Name: Stephanie De los Santos

Age:  29 (yeah, not really)

Location:  Austin, TX

Occupation:  Teacher

Website:  stephieteach.wordpress.com

  • Macbook
  • Iphone 6 plus
  • Grimm’s Fairy Tales book
  • Box of old pictures
  • Parents’ wedding album
  • Our engagement and wedding pics
  • My wedding dress
  • My 380 hand gun
  • Dad’s army jacket and flannel shirt
  • Girls’ bag of pre-adoption and adoption day stuff
  • Bag of watches and rings
  • My famous quote blanket
  • Passport
  • Adoption decree and other legal docs
  • Purse
  • Box of letters from Dad and Grandma
  • Canon Rebel XTi DSLR Camera
  • External hard drive and USB drives
  • iPad
  • Pink Kipling bag and Kipling backpack

The items on my list fall into three categories: valuable, sentimental, necessary and irreplaceable.  My valuables include the phone, computer, camera, ipad, watches and rings, purse, and Kipling bags.  I learned to love Kipling products while living in Hong Kong, and, to be honest, I have a mild obsession with bags.  Electronics provide an opportunity to be productive, creative, and connected, and it would be difficult to replace those costly items.  My watches?  Obsession again, especially with the Movado brand.

Sentimental items include the Grimm’s Fairy Tales book that my dad read to my brother and me every night when we were small. The blanket was my husband’s first successful attempt to buy me a present that I actually loved.  My husband surprised me with the Louis Vuitton purse and actually brought me to tears.  The wedding dress was hand-made for my by my sweet mother who did not even get to attend the wedding because the venue was in a foreign country.

My passport, phone, adoption decree and legal documents are all necessary, and living without them would complicate my life immeasurably.

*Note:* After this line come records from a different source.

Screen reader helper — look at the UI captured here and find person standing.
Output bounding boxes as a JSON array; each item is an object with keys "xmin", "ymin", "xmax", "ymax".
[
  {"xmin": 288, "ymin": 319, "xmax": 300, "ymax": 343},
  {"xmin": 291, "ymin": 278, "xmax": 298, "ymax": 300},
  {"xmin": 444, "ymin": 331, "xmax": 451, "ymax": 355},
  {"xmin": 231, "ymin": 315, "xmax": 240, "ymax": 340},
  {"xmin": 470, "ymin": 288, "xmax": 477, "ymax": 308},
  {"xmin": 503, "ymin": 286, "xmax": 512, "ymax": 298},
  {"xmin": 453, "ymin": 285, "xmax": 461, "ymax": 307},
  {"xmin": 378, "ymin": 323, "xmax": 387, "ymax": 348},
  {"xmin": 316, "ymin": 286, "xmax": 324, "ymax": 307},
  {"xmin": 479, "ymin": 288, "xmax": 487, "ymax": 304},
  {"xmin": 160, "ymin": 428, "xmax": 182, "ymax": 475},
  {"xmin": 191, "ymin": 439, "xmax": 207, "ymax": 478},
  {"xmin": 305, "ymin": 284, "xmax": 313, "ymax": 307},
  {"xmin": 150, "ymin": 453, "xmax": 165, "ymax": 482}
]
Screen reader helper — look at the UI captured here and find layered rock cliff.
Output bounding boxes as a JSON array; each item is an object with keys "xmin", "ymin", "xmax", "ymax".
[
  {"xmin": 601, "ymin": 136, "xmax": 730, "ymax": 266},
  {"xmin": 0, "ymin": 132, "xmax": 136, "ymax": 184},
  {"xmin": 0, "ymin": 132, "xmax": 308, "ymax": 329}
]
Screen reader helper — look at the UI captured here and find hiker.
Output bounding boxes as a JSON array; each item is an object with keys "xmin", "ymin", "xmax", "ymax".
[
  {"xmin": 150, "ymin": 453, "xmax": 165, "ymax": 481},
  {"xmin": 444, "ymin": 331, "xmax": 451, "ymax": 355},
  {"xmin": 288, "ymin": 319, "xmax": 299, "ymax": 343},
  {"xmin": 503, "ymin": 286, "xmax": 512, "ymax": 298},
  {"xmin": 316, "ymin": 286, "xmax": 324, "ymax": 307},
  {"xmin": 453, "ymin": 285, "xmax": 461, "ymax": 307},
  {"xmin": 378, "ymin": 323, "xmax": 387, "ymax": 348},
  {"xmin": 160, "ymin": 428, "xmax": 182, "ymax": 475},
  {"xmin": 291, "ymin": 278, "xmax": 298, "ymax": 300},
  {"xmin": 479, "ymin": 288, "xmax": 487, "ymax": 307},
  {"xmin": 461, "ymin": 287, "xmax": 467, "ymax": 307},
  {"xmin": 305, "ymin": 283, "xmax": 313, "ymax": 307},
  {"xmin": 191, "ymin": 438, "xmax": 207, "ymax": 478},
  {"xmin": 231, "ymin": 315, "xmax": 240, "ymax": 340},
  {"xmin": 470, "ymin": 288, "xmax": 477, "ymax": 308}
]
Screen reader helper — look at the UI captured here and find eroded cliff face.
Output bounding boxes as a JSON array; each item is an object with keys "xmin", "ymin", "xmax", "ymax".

Finally, my irreplaceables.  Pictures are a window to the past and reminders of treasured moments and people that add layers of meaning to my life.  My dad’s army jacket reveals the kind of man my dad was.  I am proud to be his daughter and proud that he selflessly served his country.  A hint of his scent still lingers on his flannel shirt that I keep hanging in my closet. Letters from my dad and others from my grandma are irreplaceable words from the past that echo into the present.  These letters resurrect their personalities, their fears, their hopes, and their love.   And saved on my hard drives, in addition to pictures, my words in the form of poetry, short stories, and a novel preserve my personality, my fears, my hopes, and my love for the next generation.